Elsewhere, Boissonnault brings subtlety and warmth to “New Coast”, a scaled-down ballad that might have suffered amongst the more dense, accelerating heights of Something So Personal if not for the soulful twang that the singer lends, the blue notes that make lyrics like “I don’t really know anymore what keeps me here and trying / Cuz everyone’s been lying when they said they cared” catch. Later, Boissonnault continues to push at her elastic voice, working the closing refrain of “They pierce and they ramble” like ambient light to be shaped and stretched until she leaps into a last enormous swell: “They won’t let me go”. It’s an even more poignant version of the strength and flexibility that similarly marks the sweeping romance of album-closer “Darkest Nights”, where a closing refrain of “I still want to wake up where you are” is similarly wrung out for every last bit of pathos as the quartet hammers away in taut theatricality, all tight strums and dancing keyboards. The performances are indelible and, if enough people hear Something So Personal, star-making.

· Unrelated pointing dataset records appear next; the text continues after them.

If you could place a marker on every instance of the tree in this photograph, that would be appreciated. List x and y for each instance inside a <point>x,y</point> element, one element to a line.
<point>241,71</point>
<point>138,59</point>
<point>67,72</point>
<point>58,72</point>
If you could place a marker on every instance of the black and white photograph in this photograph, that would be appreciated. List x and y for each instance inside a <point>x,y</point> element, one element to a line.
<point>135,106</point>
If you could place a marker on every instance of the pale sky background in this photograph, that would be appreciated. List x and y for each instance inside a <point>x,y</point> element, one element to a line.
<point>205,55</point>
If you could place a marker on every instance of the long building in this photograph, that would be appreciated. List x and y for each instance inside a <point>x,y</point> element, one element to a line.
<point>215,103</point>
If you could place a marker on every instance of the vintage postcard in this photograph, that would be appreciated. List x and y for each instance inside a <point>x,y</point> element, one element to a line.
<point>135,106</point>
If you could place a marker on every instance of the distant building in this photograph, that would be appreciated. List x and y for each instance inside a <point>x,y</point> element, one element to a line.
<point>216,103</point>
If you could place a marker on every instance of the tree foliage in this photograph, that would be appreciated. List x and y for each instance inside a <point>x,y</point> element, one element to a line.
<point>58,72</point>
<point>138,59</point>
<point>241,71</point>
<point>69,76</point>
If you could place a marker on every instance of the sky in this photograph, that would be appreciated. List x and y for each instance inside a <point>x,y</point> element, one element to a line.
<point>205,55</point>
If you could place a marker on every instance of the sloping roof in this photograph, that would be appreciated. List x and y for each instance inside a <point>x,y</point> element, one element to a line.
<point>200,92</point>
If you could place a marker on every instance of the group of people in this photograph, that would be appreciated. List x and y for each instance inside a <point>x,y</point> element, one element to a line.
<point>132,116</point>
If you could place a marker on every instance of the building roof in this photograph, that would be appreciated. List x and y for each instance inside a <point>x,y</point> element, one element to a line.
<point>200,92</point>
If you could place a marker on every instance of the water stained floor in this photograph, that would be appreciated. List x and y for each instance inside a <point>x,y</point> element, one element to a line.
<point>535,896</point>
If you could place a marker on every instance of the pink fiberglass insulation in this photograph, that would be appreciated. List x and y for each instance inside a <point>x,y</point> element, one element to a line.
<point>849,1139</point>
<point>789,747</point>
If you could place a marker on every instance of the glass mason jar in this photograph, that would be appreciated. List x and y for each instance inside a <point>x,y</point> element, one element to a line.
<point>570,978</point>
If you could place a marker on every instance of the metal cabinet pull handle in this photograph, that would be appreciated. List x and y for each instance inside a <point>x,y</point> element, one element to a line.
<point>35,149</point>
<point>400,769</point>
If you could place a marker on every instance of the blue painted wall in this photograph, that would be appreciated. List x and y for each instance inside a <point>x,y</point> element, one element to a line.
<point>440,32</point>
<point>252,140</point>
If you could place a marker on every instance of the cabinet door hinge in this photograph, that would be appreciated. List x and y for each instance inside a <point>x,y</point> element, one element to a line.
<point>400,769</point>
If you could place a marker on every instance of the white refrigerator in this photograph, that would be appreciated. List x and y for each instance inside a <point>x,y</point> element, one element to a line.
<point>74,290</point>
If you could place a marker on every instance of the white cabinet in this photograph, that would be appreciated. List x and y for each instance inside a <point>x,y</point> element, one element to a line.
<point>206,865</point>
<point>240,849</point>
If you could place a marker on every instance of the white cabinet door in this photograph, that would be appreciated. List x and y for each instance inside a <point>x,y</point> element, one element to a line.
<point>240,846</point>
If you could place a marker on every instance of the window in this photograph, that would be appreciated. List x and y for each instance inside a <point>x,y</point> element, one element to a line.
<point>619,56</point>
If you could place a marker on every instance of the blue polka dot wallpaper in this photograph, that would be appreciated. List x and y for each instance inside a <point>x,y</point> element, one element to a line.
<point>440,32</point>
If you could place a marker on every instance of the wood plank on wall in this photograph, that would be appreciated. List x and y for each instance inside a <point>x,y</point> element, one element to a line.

If Boissonault makes gripping art out of the measured “New Coast”, there isn’t really much of an opportunity on “I’ll Be The One That Comes Around”, a largely acoustic passage that feels flat and out of place on an album otherwise characterized by layers constantly in shimmering motion. It’s one of the many ways that the album recalls the world-conquering emo-pop grandness of albums like Deja Entendu and Where You Want To Be (there’s also a bit of “Slowdance On The Inside” stamped into the DNA of “Darkest Nights”), except that the acoustic passages of those albums told us something new about Brand New and Taking Back Sunday, whereas “I’ll Be The One” really only clarifies that Makeshift Shelters excel when they’re either working in the fleet confidence of two minute rushes like “Opposite Directions” and the bravely intimate “Hips” or stretching out for the poetic orchestral bombast of “Darkest Nights” and “Overflowing”. Think of it as the one off-note on an otherwise brilliant work – an album that should mean very much to a lot of people and that works through its deceivingly complex range of emotions, narratives, sonic shapes, and melodic ideas with equal parts grace and hunger.